Novel antibody drug conjugate TORL-1-23 shows preliminary antitumour activity in heavily-pretreated ovarian, endometrial, and testicular cancers
Prof Gottfried Konecny - University of California, Los Angeles, USA
I had the privilege to present our phase I data on a novel antibody drug conjugate targeting the protein CLDN6. It’s a novel target; it is the first in human study. We have treated 81 patients in a dose escalation and dose expansion study and this is the first presentation of this data. CLDN6 is a tight junction protein that is generally not expressed on normal tissue but expressed in some cancers. Most importantly, in ovarian cancer it’s associated with a worse outcome, shorter progression free and overall survival. We’ve become interested in this protein because it’s not expressed in normal tissue. If you look at the publicly available GTEx data that allows you to interpret the expression of receptor or surface proteins in normal tissue, you can see that CLDN6 is absent in normal tissue as opposed to other targets that we’re pursuing with ADCs such as TROP2 or HER2 or folate receptor which is expressed in normal tissue. So the hopes are that by targeting CLDN6 we will have a bigger therapeutic window to minimise toxicities and deliver chemotherapy payload with greater precision and efficacy with less toxicity.
The study has enrolled now 50 ovarian cancer patients and we’re pursuing a registration strategy in ovarian cancer with a soon to start phase II study. The overall safety data look very promising because we’ve had two main toxicities. One is neutropenia, which occurred within the dose escalation at a dose of 3.0mg/kg. We then expanded a cohort with pegfilgrastim and were able to completely ameliorate the haematologic toxicity.

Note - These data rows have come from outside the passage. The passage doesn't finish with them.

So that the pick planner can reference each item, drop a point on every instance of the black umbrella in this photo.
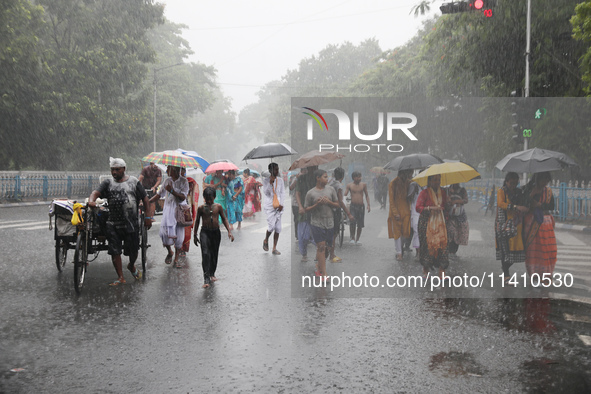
(270, 150)
(535, 160)
(412, 162)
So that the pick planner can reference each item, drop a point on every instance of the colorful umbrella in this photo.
(270, 150)
(412, 162)
(254, 173)
(315, 158)
(221, 166)
(172, 158)
(450, 173)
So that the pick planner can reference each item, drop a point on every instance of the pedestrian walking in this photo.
(320, 201)
(358, 189)
(218, 182)
(193, 201)
(175, 189)
(336, 183)
(293, 181)
(274, 191)
(413, 195)
(306, 181)
(509, 224)
(458, 228)
(539, 237)
(432, 231)
(210, 236)
(382, 190)
(124, 193)
(151, 178)
(399, 213)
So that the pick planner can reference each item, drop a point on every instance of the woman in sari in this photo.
(193, 201)
(218, 182)
(509, 208)
(538, 226)
(457, 223)
(252, 203)
(233, 191)
(432, 231)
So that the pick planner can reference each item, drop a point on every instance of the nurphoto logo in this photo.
(394, 122)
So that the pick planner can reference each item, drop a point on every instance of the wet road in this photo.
(248, 333)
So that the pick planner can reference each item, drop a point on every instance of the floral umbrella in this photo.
(535, 160)
(172, 158)
(450, 173)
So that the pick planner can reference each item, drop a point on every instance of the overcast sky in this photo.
(251, 43)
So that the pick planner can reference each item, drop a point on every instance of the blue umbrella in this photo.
(204, 163)
(254, 173)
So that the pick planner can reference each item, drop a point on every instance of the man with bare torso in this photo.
(357, 208)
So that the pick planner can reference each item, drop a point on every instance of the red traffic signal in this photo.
(477, 4)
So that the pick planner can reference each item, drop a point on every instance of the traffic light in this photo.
(454, 8)
(517, 116)
(484, 6)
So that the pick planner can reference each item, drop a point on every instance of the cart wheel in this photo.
(61, 253)
(143, 241)
(80, 261)
(144, 245)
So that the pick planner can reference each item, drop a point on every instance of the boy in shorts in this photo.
(320, 201)
(357, 208)
(210, 236)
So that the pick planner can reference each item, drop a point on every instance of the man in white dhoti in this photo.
(274, 191)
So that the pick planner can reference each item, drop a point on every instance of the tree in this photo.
(581, 23)
(21, 24)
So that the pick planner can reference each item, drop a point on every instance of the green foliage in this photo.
(581, 23)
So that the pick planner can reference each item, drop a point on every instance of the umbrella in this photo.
(315, 158)
(378, 170)
(204, 163)
(172, 158)
(221, 166)
(190, 172)
(270, 150)
(254, 173)
(412, 162)
(450, 173)
(535, 160)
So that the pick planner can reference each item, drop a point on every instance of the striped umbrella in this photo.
(172, 158)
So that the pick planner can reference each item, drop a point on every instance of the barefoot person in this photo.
(338, 175)
(174, 191)
(399, 215)
(124, 193)
(357, 208)
(320, 202)
(274, 191)
(210, 236)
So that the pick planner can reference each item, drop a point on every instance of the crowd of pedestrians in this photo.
(432, 220)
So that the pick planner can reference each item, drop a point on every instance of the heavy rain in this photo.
(352, 257)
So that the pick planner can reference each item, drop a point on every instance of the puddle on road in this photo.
(452, 364)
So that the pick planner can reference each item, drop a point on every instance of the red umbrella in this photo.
(221, 166)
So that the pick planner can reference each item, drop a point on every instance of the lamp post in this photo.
(155, 88)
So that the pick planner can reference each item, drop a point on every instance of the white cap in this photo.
(116, 162)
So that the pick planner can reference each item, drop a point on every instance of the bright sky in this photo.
(251, 43)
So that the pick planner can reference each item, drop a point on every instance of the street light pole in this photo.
(155, 89)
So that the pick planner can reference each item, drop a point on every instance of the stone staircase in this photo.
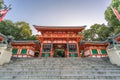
(60, 69)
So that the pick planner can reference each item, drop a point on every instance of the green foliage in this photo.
(19, 30)
(24, 29)
(1, 3)
(110, 17)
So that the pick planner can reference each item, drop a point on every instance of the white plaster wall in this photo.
(114, 55)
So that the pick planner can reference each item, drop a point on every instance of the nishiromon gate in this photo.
(59, 41)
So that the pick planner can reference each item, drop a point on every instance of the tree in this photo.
(113, 22)
(97, 32)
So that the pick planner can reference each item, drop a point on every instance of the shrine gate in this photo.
(64, 38)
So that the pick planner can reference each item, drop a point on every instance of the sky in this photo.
(58, 12)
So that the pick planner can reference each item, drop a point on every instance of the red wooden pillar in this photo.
(40, 54)
(67, 50)
(78, 50)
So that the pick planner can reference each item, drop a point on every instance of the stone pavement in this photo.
(60, 69)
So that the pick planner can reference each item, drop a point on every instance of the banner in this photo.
(116, 13)
(2, 14)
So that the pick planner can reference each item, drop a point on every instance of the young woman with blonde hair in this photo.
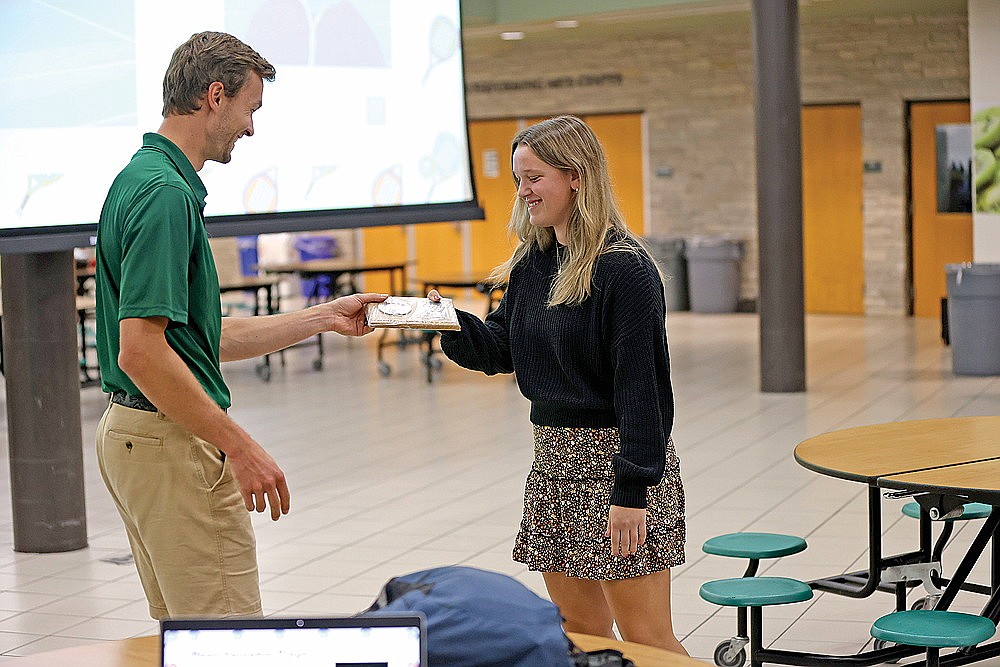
(582, 324)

The other side effect has been neuropathy, which is a known potential side effect of the payload, which is MMAE which is a vedotin. The good news is that it only occurred in mild severity, grade 1, grade 2, across the now 81 patients that have been treated. There was only one patient that had grade 3 neurotoxicity which was a young male patient with a germ cell tumour that had extensive prior treatments with bone marrow transplant and platinum-based therapy. So overall very well tolerated. Particularly noteworthy is that we didn’t see ocular toxicities and we did not see pulmonary toxicity, probably attributable to the fact that CLDN6 is just not expressed in normal lung tissue.

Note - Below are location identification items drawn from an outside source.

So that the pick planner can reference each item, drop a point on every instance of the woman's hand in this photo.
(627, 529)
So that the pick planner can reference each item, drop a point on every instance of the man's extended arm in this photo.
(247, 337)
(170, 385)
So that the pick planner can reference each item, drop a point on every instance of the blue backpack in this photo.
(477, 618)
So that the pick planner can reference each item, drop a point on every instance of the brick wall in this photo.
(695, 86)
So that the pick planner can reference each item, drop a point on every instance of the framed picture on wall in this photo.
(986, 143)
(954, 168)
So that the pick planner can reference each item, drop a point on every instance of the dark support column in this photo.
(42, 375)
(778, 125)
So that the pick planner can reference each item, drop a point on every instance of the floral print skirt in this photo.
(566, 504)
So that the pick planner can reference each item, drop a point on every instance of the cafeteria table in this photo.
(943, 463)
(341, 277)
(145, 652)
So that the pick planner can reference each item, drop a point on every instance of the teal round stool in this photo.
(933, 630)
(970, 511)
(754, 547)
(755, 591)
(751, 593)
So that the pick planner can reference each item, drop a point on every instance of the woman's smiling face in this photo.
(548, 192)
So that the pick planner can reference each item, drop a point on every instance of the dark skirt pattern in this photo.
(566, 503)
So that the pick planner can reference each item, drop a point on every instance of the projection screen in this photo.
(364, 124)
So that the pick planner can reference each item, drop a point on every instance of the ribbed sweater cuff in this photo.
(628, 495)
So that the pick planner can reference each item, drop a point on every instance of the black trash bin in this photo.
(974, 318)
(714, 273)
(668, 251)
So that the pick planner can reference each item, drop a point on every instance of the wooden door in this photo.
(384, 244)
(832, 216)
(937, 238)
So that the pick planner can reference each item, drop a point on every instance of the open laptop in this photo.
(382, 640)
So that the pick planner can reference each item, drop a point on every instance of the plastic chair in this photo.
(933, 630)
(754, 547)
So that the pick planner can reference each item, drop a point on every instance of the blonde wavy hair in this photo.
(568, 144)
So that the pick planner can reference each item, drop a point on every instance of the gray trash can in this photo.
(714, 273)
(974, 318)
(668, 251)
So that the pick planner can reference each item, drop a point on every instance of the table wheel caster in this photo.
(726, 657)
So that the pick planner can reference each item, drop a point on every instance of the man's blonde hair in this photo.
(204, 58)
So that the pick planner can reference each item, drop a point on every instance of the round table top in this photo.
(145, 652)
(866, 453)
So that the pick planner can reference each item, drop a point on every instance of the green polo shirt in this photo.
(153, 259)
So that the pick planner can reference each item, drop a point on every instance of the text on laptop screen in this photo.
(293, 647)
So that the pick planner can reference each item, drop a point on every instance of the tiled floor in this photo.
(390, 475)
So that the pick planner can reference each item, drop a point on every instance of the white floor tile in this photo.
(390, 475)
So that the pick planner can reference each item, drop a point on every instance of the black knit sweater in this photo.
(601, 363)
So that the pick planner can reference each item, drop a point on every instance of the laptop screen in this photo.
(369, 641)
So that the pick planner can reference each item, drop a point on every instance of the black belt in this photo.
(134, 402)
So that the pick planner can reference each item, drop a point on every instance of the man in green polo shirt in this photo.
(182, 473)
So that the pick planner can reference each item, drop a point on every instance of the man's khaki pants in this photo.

The efficacy is promising in the sense that overall, depending on the dose cohort, we saw response rates in patients that had less dose than 2.4mg/kg of 30%. Those patients that had been treated with 2.4mg/kg or 3.0mg/kg had response rates above 40%. If we look at a subset of ovarian cancer patients, likewise those that were platinum resistant, not more than three prior lines of therapy, so the target population, the response rates were either 52% or 42%. Small numbers albeit very promising data. Also very durable responses over time as I was able to show with the spider plots. Thus a clear signal to take this forward into phase II study.
In summary, targeting CLDN6 with the ADC TORL-1-23 with a MME payload with a drug antibody ratio of 4 is a promising new approach. In a subset of patients with ovarian cancer that have high expression of CLDN6 it has shown a very favourable toxicity profile and it has shown very promising activity and we are now launching a global phase II study with 80 international sites that will test two doses moving forward, 2.4mg/kg and 3.0mg/kg, which will hopefully lead to a randomised phase III study for platinum-resistant recurrent high grade serous ovarian cancer.
What are your hopes for the clinical impact?
I think we’ve all witnessed the significance of antibody drug conjugates that allow us to deliver chemotherapy with greater precision and less toxicity. We’ve recently seen the success of mirvetuximab soravtansine as the first approved drug for platinum-resistant ovarian cancer, however, this drug is only available for about 25% of high grade serous ovarian cancer patients that express very high folate receptors. So we do need other ADCs that target other populations.
It's noteworthy that the expression of CLDN6 is inversely correlated with the folate receptor. So patients that have low folate receptor expression generally have very high levels of CLDN6 expression. So we're targeting a slightly different patient population with CLDN6 which will add to the armamentarium that we have for platinum-resistant ovarian cancer.
Also, I do think we need to focus closely on toxicities that we do see with ADCs, particularly pulmonary toxicities with pneumonitis, ocular toxicities. Therefore developing strategies that target a very clean target in the sense that’s absent in normal tissue and only expressed in malignant tissues, as CLDN6, are important strategies to really develop a new generation of ADCs with less toxicity and drugs that can be given chronically without cumulative toxicity over time.